The Boys still of Valorie Curry as Firecracker.
© Prime Video

As I wrote in my season two review of Gen V—an all-around brilliant show whose cancellation I’m now revving the engine of my proverbial motorcycle extra hard to at its casket, having witnessed its potential sent to the Fargo wood chipper this season—most of the jokes in The Boys inevitably end in a flurry of swears like a 12-year-old who discovered cursing as conversational punctuation marks or someone remarking about someone else being a sex pest. You can spot it winding up for its jokes from a mile away, and rather than excitedly awaiting whatever jumble of wordsmithing The Boys would pull off this time, it was something to patiently wade through, like your grandparents showing you yet another AI video on Facebook they got duped into believing was real. It felt like the show exposing its “in case of emergency” writer’s crutch, attempting to give its final season the same gleam as its earlier seasons, with action scenes that ricocheted from dudes shoving each other (really hard) to the most overindulgent, gory viscera you’ve ever seen on TV. And with an entire ensemble with no straight man in sight to bounce jokes off of, that became infinitely more grating to sit through.

Of all the things The Boys annoyed me with, Jensen Ackles’ Soldier Boy was the well the show dipped into too often for a laugh, hijacking the show as a backdoor pilot for a spin-off rather than telling the story to which it should have been the final chapter. Inversely, Marie Moreau (Jaz Sinclair) was the setup that The Boys forgot the punchline to, and eighty-sixed its way past to another, continuing to spin its wheels, regressing its characters along the way with conversations we’ve already seen countless times before—this time, with Supernatural cameos that weren’t worth the juice they squeezed as meta-reference fodder. Why I had to watch a scene of two cat/dog supervillains sniff each other’s asses for nearly double the screentime as the Homelander-killing superhero that the series established as a big deal in its spin-off only for her to be told to sit on the bench will forever confound me. The show had a trump card that would flip the table and shoot the other player, but it refused to play it and instead delivered something more middle-of-the-road as its final battle.

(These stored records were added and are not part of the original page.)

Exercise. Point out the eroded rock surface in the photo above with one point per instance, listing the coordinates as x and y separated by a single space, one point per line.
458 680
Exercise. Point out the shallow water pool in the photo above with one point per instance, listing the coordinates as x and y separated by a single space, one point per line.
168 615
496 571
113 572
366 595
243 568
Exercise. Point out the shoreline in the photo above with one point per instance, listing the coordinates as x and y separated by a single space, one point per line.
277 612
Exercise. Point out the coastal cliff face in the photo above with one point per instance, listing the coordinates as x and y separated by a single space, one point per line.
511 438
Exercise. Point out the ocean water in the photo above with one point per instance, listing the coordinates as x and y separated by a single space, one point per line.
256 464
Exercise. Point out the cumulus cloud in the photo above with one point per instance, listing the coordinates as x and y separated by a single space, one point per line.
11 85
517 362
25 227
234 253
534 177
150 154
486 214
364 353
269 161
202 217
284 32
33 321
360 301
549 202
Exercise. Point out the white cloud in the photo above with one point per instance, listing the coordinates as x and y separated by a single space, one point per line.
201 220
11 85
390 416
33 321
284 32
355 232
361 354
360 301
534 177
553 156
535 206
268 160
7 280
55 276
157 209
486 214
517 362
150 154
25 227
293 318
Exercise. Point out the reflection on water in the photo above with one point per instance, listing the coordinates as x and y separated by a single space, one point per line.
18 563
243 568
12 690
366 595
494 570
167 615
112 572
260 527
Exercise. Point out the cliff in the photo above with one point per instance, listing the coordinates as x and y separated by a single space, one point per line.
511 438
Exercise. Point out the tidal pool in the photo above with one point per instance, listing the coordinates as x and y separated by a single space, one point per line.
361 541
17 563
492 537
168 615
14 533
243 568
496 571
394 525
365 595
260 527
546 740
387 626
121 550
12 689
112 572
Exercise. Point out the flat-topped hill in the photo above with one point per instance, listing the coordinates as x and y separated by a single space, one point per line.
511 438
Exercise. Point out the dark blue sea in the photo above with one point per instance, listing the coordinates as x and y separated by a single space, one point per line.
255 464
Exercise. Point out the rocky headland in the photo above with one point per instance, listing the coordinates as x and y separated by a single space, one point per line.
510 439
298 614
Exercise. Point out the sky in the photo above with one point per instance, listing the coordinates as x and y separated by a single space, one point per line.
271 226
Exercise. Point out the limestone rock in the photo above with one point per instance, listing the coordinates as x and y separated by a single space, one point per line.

Anthony Starr as Homelander in The Boys.
© Prime Video

That isn’t to say there weren’t any highlights. Antony Starr as Homelander continued to be the most consistently entertaining part of a show full of eccentric Deadpool-like characters that never got grating. Valorie Curry as Firecracker gave a surprisingly moving performance in arguably the show’s standout episode. Even the throughline of Butcher and Hughie (Jack Quaid), although stretched a bit thin by its finale, managed to be moving. And sure enough, some of the meta humor parodying our own unreality garnered a chortle here and there, but The Boys never felt focused or timely enough to have them land as a full belly laugh. Just gross-out humor, sight gags, and potty-mouthed quips.

Calling The Boys season five a series finale feels like a misnomer. If anything, the show feels like it parodied too close to the sun and became the thing it once wisecracked about, reverse-engineering a cinematic universe of its own, kitted out with spin-offs and franchise aspirations after the fact that are hard to feel excited about, given how badly it screwed the pooch with its own finale.

The final season of The Boys is streaming on Prime Video.